THE number of Hunter home owners on the brink of losing their properties to banks and other lenders jumped almost 30 per cent in the year to December.
Sagging Hunter property prices and the increased cost of living are biting hard across the region with more than four homes a week under threat of being seized in the first three months of this year, a leap of more than 60per cent when compared to the same time last year.
Data obtained exclusively by The Newcastle Herald shows the mortgage finance sector won 214 Hunter-based writs of possession in the Supreme Court last year, compared to 167 in 2010.
The state Sheriff’s Office, responsible for removing people from their properties if they fall behind on loans, has reported a significant rise in workload this year with 64 writs won in the first three months.

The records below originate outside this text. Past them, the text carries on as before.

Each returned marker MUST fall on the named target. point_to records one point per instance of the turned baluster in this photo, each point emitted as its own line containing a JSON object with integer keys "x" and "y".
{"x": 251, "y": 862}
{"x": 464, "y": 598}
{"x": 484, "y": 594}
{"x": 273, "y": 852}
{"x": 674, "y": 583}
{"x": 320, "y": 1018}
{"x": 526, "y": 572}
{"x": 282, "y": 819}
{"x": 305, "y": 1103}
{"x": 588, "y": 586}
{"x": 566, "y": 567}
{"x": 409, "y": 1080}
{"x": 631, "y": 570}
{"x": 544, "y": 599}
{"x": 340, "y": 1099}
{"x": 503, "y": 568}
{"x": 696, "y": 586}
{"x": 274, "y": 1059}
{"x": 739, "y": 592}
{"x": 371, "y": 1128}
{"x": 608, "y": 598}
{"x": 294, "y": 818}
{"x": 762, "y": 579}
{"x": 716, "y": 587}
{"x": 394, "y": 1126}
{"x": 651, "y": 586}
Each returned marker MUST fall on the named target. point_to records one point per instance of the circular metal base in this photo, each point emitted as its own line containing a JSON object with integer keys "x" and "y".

Maitland financial counsellor Roger Lawes said there had been a sharp increase during the past two years in lenders taking legal action when people fell behind on loans.
‘‘The general cost of living is increasing all the time and real estate prices have gone nowhere but backwards,’’ Mr Lawes said.

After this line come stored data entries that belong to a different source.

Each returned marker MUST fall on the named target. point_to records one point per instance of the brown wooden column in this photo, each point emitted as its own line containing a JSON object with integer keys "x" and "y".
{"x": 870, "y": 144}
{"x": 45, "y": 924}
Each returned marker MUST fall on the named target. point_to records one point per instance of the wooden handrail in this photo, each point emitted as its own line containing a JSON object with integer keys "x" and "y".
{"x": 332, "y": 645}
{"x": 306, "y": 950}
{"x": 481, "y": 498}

‘‘People might get into trouble and start using credit cards to pay for the mortgage and it can pretty quickly spiral out of control.’’
Residents in Thornton and Edgeworth were among the most financially stressed last year, with 10 and eight writs of possession issued in the suburbs respectively.
A spokesman for the Attorney-General’s department said a writ was issued after a lender sought a Supreme Court order to take possession of a property.
He said not all writs led to repossession, with many home owners able to sort out a last-minute deal with lenders.
If the order is successful the Sheriff imposes a date by which the borrower has to leave, the property is signed over to the lender and the locks are changed. Most properties are then sold at auction.
Across NSW last year, about one-third of writs ended in evictions. In the Hunter the percentage was slightly higher at 35per cent.
There were 31 writs of possession issued for properties in Port Stephens holiday destination suburbs last year.
‘‘Obviously holiday homes and investment properties are the first to go,’’ Mr Lawes said.